The clinician must be cognizant of all coexisting conditions of the women who are planning for pregnancy. Concomitant medical problems are more frequent in women as they get older, and these considerations impact the health of the mother and the baby. In the NSCID study,84 women with SCI with “current pregnancies” were statistically younger (31.2 ± 6.7 vs 35.7 ± 9.1 years, respectively) than those without pregnancies at the time of their SCI and at the annual date of the questionnaire. This younger cohort of women was relatively older than the mean average age for nondisabled mothers pregnant for the first time. This implies that the older group of women in the NSCID either did not want to be pregnant or were attempting pregnancy but were not able to conceive. If the latter is a prevalent issue, then aging effects on SCI and fertility need further research.
Pregnancy, labor, and delivery outcomes have been reported anecdotally. Past reviews reveal that the parturient with SCI has a 2 times higher risk of experiencing a preterm birth. Estimates range from 20%101 to 40%102 for pregnant women with SCI to undergo labor and delivery between 32 and 37 weeks. Other studies report that about one-third of deliveries are spontaneous, one-third are assisted, and one-third are by caesarean.103,104 By far the most critical complication of labor and delivery is AD. It has been reported that 60% to 80%105,106 of women with SCI with lesions above T6 and a small percentage below T6107 will experience AD during labor and delivery uterine contractions. Sequelae of fetal distress, maternal intracranial hemorrhage, coma, seizures, and even death have been described,108,109 if this condition goes unrecognized and untreated.
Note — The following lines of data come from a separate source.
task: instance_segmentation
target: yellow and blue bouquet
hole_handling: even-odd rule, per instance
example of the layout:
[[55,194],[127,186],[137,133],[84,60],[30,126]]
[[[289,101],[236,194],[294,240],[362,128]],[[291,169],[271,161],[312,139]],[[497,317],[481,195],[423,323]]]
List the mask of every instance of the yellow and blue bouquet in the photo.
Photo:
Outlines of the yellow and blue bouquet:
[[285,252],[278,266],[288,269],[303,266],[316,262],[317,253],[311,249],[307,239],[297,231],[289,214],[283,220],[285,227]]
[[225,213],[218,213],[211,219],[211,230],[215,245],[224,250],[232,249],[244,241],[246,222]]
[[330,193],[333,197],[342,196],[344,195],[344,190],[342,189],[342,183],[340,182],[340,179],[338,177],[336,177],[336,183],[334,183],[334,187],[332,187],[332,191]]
Urinary tract infections, which are common in all individuals with SCI, become more problematic during pregnancy. Studies110,111 have shown that urinary tract infections are associated with preterm and low-birth-weight infants. Only in the past few years have closer management of the neurogenic bladder and use of weekly oral cyclic antibiotic (WOCA) regimens been studied for pregnant women with SCI.112–114
In contrast to pregnancy, few (if any) recommendations are found about contraceptives in women with SCI. While data indicate that oral or chemical contraceptives, intrauterine devices (IUDs), and condoms are used to varying degrees,83,88,115,116 reports also indicate that up to 44% of women with SCI are not sexually active116 and 41% do not use any contraceptives.117 In the absence of recommendations, statistics do not seem to favor chemical contraceptives over IUDs; estrogens are associated with increased risks of thrombophlebitis (and encourage the use of progestatives) and IUDs are potentially associated with increased AD risks.
Conclusion
The information obtained in this review of the literature regarding sexual function and SCI shows that sexual pleasure, orgasm, and pregnancy are possible for women with SCI. Primary, secondary, and tertiary impacts of SCI may affect sexual adjustment and should be addressed during rehabilitation. Determinants to childbearing and care of women with SCI who are pregnant require consideration of physical, physiological, and psychosocial factors. Communication with and education of women with SCI are mandatory after injury in order for women to understand their sexual and reproductive health and to learn about the options that are available for a safe pregnancy, labor, and delivery.
Acknowledgments
The authors report no conflicts of interest.